Reviewers: Jim Bottum <jb@clemson.edu>,
Ian Fisk <ifisk@fnal.gov>, Mark
Neubauer <msn@illinois.edu>, Ewa
Deelman <deelman@isi.edu>
Date: Mar 14, 2014
-----
*** Final ET / Reviewers discussion
- ...
- Dealing with large organizations lead to an inherent inertia
- Expanding user basis with the current model (e.g. Software
inheriting orphaned projects) is a challenge
- LHC experiments are probably willing to evolve as directed by
OSG in long timescales
- LHC experiments would favor a model where resources / effort is
given in bursts instead of steady.
- Infrastructure is too static: it takes too long to set up a new
site.
Goals: Set up a new site in 1/2 day, then tear them down.
Either provide a large pool that can be easily tapped into or
become more agile in setting up access to centers.
- Process to decide on new technologies is inefficient. You don't
need more Blueprint meetings. Maybe focused workshops, user
groups, a better planning process, ...
- OSG is missing user (at all levels) feedback. No good sense of
roadmap from the presentation, comeing from user feedback.
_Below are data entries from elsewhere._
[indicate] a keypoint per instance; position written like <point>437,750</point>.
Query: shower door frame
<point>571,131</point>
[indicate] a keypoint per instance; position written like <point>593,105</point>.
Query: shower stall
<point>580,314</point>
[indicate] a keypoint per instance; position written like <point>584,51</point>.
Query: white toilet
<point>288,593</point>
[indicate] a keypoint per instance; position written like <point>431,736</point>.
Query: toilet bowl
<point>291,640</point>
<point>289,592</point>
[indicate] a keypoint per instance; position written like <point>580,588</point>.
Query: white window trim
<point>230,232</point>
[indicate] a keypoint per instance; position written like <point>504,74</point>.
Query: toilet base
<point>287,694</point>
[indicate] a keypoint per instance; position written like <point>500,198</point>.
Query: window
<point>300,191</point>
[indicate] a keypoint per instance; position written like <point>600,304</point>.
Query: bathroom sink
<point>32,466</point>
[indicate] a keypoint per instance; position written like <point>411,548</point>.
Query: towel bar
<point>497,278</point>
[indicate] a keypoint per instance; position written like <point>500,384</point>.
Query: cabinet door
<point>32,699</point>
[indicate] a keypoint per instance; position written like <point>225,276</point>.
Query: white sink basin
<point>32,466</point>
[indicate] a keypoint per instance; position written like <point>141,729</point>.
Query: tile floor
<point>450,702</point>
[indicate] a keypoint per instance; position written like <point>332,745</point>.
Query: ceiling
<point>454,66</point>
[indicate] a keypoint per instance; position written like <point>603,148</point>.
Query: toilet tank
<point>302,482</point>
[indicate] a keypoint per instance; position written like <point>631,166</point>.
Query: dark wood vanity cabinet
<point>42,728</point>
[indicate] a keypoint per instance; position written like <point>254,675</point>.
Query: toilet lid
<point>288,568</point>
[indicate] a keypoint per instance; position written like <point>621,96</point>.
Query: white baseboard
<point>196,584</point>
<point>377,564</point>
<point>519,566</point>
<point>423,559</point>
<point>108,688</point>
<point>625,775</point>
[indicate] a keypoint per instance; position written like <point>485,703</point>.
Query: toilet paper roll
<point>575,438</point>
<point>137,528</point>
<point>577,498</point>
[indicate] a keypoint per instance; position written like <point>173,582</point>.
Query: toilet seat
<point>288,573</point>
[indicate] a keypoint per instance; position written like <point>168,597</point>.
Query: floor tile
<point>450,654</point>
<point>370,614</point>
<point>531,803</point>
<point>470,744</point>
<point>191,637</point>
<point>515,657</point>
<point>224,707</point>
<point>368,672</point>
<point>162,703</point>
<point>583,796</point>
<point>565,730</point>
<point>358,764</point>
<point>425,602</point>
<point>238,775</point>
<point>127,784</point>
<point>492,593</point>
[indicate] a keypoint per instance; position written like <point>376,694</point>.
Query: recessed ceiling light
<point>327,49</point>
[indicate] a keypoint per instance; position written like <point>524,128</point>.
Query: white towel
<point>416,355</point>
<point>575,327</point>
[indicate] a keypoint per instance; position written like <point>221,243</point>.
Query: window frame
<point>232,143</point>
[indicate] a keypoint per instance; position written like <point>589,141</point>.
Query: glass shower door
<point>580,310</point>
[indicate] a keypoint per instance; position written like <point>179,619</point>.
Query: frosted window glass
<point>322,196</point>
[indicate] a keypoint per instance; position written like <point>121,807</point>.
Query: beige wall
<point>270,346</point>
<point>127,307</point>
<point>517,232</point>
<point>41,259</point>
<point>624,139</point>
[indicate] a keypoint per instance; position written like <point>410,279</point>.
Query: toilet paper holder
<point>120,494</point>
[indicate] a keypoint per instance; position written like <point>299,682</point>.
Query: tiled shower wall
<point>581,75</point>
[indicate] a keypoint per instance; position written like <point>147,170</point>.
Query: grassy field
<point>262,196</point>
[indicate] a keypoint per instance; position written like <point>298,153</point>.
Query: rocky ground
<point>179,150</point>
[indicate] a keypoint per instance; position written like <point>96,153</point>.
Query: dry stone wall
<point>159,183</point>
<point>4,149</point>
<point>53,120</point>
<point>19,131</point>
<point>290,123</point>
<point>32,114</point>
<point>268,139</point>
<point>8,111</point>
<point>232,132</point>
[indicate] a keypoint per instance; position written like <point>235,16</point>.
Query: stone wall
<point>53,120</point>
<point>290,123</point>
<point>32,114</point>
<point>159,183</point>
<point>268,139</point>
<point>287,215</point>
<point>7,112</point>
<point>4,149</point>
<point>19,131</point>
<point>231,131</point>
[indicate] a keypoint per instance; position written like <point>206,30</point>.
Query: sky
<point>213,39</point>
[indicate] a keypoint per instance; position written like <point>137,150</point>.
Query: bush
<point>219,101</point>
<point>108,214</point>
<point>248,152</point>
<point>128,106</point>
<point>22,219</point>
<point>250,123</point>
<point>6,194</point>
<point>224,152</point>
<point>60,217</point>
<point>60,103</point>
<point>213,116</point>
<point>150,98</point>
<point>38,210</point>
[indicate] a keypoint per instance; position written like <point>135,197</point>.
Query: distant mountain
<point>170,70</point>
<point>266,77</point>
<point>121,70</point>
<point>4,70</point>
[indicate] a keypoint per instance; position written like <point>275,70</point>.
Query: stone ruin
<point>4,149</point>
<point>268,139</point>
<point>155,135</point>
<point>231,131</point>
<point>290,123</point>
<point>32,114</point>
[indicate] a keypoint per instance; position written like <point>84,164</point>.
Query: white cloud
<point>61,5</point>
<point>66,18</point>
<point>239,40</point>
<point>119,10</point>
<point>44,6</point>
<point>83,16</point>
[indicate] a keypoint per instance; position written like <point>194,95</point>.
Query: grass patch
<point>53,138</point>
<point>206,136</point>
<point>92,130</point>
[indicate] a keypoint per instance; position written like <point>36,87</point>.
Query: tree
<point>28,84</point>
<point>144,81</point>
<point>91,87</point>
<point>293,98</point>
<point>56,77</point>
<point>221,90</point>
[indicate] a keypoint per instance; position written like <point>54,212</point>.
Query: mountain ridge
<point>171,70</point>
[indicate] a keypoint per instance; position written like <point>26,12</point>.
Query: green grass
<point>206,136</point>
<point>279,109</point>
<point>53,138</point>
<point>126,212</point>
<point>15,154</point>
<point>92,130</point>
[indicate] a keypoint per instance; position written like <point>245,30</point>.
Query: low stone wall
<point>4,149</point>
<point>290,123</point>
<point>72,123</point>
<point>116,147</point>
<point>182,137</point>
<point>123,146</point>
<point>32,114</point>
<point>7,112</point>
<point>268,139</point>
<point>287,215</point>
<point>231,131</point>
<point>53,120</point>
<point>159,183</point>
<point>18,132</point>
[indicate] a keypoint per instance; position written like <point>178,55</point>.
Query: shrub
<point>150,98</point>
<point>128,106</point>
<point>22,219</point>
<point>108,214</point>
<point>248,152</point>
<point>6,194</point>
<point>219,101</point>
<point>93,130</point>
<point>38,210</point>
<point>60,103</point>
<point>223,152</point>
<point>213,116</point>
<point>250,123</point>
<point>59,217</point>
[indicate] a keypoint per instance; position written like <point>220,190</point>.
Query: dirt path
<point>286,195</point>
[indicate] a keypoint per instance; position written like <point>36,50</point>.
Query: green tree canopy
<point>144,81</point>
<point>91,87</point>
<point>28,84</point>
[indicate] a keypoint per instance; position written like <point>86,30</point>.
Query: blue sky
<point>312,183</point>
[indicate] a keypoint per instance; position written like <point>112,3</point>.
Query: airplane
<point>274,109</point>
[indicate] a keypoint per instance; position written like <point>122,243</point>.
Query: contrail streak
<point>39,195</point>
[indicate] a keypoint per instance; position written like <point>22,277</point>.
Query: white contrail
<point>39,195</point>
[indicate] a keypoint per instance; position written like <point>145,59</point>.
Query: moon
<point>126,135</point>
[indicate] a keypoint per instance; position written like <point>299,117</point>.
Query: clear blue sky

- Campus grid approach is a step in the right direction, but need
to set the bar high e.g. this may be a a way to deal with the T3.
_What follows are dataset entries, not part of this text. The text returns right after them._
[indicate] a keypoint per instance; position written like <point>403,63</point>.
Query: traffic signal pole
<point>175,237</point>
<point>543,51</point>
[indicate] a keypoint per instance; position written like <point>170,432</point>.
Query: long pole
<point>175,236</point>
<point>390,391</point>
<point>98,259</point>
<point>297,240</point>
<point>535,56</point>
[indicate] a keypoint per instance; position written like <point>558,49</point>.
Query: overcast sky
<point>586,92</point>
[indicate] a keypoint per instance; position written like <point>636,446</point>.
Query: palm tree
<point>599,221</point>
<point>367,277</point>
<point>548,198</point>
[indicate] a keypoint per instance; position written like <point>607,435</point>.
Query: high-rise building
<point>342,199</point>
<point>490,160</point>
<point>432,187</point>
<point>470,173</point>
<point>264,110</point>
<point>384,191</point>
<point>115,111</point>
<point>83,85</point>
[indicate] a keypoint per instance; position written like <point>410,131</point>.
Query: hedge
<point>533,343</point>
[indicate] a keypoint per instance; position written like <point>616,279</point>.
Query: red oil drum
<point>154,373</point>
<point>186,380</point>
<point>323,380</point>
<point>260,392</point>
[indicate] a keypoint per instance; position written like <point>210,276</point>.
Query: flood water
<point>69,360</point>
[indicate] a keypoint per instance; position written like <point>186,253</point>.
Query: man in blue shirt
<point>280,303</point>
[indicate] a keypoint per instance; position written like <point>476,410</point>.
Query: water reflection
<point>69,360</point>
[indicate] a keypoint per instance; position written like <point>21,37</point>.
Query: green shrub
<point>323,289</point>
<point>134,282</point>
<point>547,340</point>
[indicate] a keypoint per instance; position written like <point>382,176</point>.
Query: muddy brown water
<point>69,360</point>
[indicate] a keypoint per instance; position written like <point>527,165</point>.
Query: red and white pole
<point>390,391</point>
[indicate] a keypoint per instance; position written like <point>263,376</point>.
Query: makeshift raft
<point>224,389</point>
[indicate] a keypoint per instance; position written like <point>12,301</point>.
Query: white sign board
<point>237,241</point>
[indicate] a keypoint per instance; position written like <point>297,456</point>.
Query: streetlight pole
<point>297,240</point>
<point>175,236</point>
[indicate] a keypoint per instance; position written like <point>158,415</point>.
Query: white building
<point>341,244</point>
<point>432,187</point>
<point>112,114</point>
- Are the council members able to represent their communities in
full? E.g. WLCG does not take decision for the sites.
- Who / how do you engage campus. OSG failed to engage CIOs. Find
CIO that can organize a CIO group and advise on this. There is
nothing wrong deadline with the scientists directly. CIOs know how
to connect in IT depts. Connection between faculty and IT is often
lose: IT can learn what to do to help faculty better by dealing
with you.
- OSG has strengths in packaging, testing, and deployment. Should
capitalize on these e.g. to connect more campuses through them.
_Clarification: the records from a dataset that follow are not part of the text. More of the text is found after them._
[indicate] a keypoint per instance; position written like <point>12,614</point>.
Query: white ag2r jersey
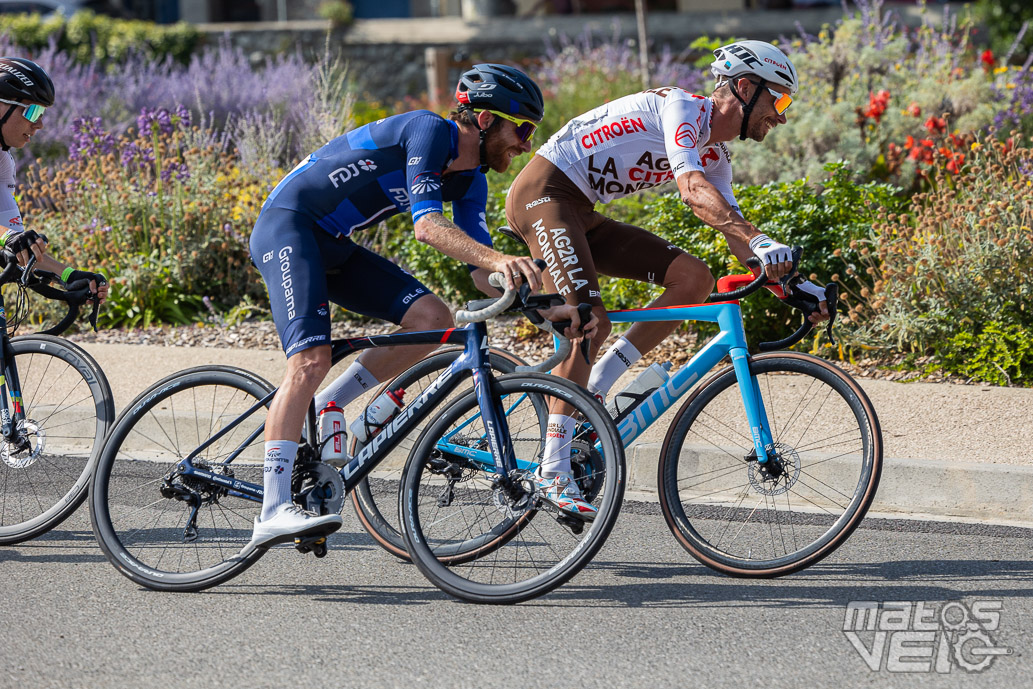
<point>638,142</point>
<point>9,215</point>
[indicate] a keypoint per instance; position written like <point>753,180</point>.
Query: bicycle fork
<point>763,442</point>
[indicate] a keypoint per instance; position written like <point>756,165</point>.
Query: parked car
<point>48,7</point>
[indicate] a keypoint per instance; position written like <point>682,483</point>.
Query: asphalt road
<point>643,614</point>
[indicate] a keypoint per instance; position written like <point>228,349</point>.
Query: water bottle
<point>639,388</point>
<point>332,423</point>
<point>377,414</point>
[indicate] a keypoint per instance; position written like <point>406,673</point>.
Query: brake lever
<point>585,313</point>
<point>93,312</point>
<point>785,280</point>
<point>832,302</point>
<point>809,304</point>
<point>27,271</point>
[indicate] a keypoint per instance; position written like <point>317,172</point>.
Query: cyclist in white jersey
<point>635,143</point>
<point>26,91</point>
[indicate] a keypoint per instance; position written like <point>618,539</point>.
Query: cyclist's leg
<point>626,251</point>
<point>293,265</point>
<point>373,286</point>
<point>553,217</point>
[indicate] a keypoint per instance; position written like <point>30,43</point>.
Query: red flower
<point>877,103</point>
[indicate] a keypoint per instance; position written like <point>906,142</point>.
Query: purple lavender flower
<point>90,138</point>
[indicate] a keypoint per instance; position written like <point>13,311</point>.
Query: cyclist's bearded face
<point>763,118</point>
<point>503,145</point>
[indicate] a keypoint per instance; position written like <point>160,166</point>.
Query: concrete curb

- Lot of focus on technical aspects and not enough on people
communicating with users. CIO have resources to allocate 0.5 FTE
for communication. Jim can help with this strategy.
- Providing course material and example online to spread
knowledge. OSG has no funding for education. OSG does only summer
school. A user goes to the OSG web site and cannot easily find
documentation.
- Resources are deployed to run ops, security, make sure that LHC
succeeds. Need to change allocation if you want to evolve beyond
core mission.
- Analyze software stack and identify what is really used (gWMS,
no cert VOs, etc.) and remove unneeded dependencies. Redeploy the
resources from Software.
- You are trying to do too many things yourself and you do not
leverage the community.
- Have we tried to "evangelize" - find 10 people and ask them to
find 10 people each.
- Help scientists and let their competition know. Find
under-served communities / universities: don't forget the little
guys.
- Distribute information by creating a 1 evening course with
examples.
- Create a buzz on a few campuses to make it spread.
- Mark's final remarks: Define stakeholder, grid sites. Be more
nimble. Facilitate new ideas instead of doing the Blueprint
meetings.
---
*** Discussion during the talks
** 8:30 Lothar
Ian: What is the target amount of opportunistic resources in OSG?
Miron: We target to "hit the ceiling" of all available resources.
We may find more resources at that point.
Chander: 90M CPU h is the usage: we don't know how much there
is.
Miron: Glow provided as many opportunistic resources to OSG as
consumed opportunistic resources on OSG: the plumbing works.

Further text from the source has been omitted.